Dann mussten wir beide lachen.

Zum ersten Mal seit sehr langer Zeit lachten wir wieder gemeinsam.

Nicht, weil plötzlich alles zwischen uns gut war.

Das war es nicht. Wir hatten nur beide den absurden Charakter dieser Situation verstanden.

Jahrelang hatten wir ein gemeinsames Leben aufgebaut.

Und nun teilten wir es tatsächlich in einzelne Stücke auf.Als ich die Wohnung verließ, blieb ich noch einen Moment im Flur stehen.

Pawel stand hinter mir.

„Leb wohl“, sagte er.

„Leb wohl.“

Ich schloss die Tür.

Ging die Treppen hinunter.

Stieg ins Auto.

Auf dem Rücksitz standen mehrere Kartons.

In einem waren meine Bücher.

Im zweiten Tassen.

Im dritten wichtige Dokumente.

Und in einer kleinen Papiertüte lagen sechs Gabeln.

Ich sah sie an und musste lachen.

Nicht, weil ich glücklich über das Ende meiner Ehe war.

Das war ich nicht.

Ich empfand einfach Erleichterung.

Denn lange hatte ich Angst gehabt, nach der Scheidung alles zu verlieren.

Doch das war nicht passiert.

Ich hatte meine Ehe verloren. Ich hatte unsere gemeinsame Wohnung verloren.

Ich hatte ein Leben verloren, von dem ich jahrelang geglaubt hatte, es würde für immer meines bleiben.

Aber ich hatte mich selbst nicht verloren.

Und das war mehr wert als jedes Besteckset.

Einige Monate später zog ich in eine kleine Wohnung in der Nähe eines Parks.

Sie war nicht groß.

Sie hatte keinen Balkon.

Sie war nicht einmal besonders modern.

Aber als ich zum ersten Mal die Tür hinter mir schloss, spürte ich etwas, das ich lange nicht mehr empfunden hatte.

Ruhe.

Ich stellte die sechs Gabeln, die ich aus der alten Wohnung mitgenommen hatte, auf den Tisch.

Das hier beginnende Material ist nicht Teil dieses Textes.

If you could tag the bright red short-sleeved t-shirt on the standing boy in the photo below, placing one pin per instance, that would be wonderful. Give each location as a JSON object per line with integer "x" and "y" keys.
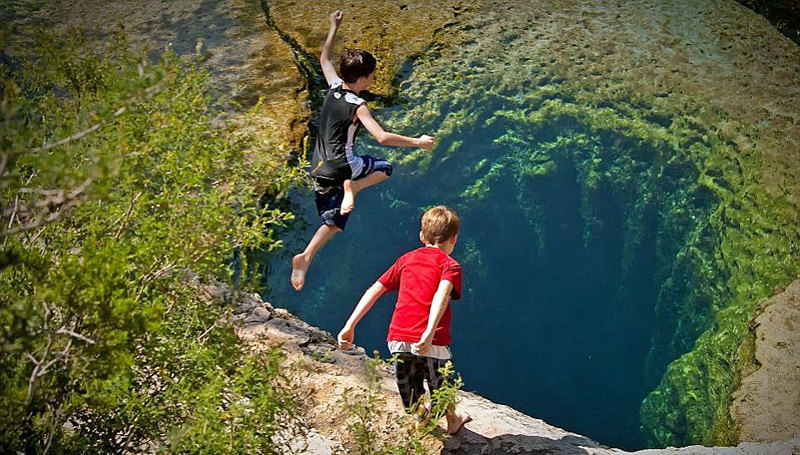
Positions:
{"x": 417, "y": 275}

Ich betrachtete sie eine Weile. Dann legte ich sie in die Schublade.

Und dachte:

Manchmal muss man sogar die Gabeln teilen, um zu verstehen, dass die wichtigsten Dinge im Leben nie gemeinsamer Besitz waren.

Würde.

Frieden.

Die Freiheit, eigene Entscheidungen zu treffen.

Und das Recht, ganz von vorn anzufangen.